We will be rolling out a new supervisory approach from 2025. Key features of this include:
- Aligning our supervisory approach with the regulatory priorities as outlined in the Financial Conduct Report and with our assessment of sector and firm risks, using the data we gather from firms, e.g. regulatory returns, and intelligence from supervisory and response work.
- More forward-looking supervision, to improve our knowledge of firms and their business models, and understand and influence how firms manage risks to the outcomes we have identified.
- Supervisory processes that will involve the following:
- The nature, frequency and intensity of supervisory interactions will be guided by the impact firms have on the market. Entities that have activities across different sectors will be supervised on a group basis.
- For larger firms, more of our supervisory interactions will be with boards and senior management.

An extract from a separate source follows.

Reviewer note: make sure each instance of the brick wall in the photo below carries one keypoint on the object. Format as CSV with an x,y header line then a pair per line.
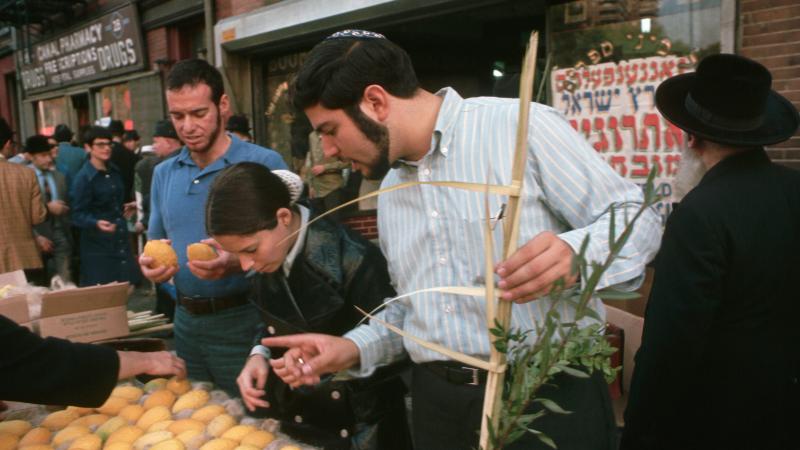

- Continued use of on-site, in-person, and desk-based supervision, as well as thematic reviews to provide deeper insights into specific issues or sectors.
- Ongoing engagement with firms and industry groups to support good practice and reduce the risk of poor outcomes, including:
- Feedback focused on issues that are important for better outcomes, not on minor, non-systemic compliance issues.
- Publishing guidance to support compliance and clarify legal obligations.
- More use of informal tools to support and influence firms’ conduct, such as industry roundtables, roadshows and webinars, meetings with boards and senior management, and “Dear CEO” letters where we are concerned about emerging or growing risks.
- Publication of detailed sector insights reports to share the findings of our supervisory work.
Our intention is to understand and influence how firms manage the main risks to consumer and market outcomes, through their governance, product design, distribution models, resourcing, complaints-handling, and systems, controls and processes. We want firms to have the flexibility to determine how best to meet regulatory obligations in the context of their own business.
It will continue to be an important part of our supervisory work to assess compliance failures that have contributed to poor outcomes, to oversee remediation where required, and to take action, formal or informal, to address or mitigate these. We will also engage with firms on other conduct that detracts from good outcomes, including where we think firms may be taking an overly conservative view of legal obligations.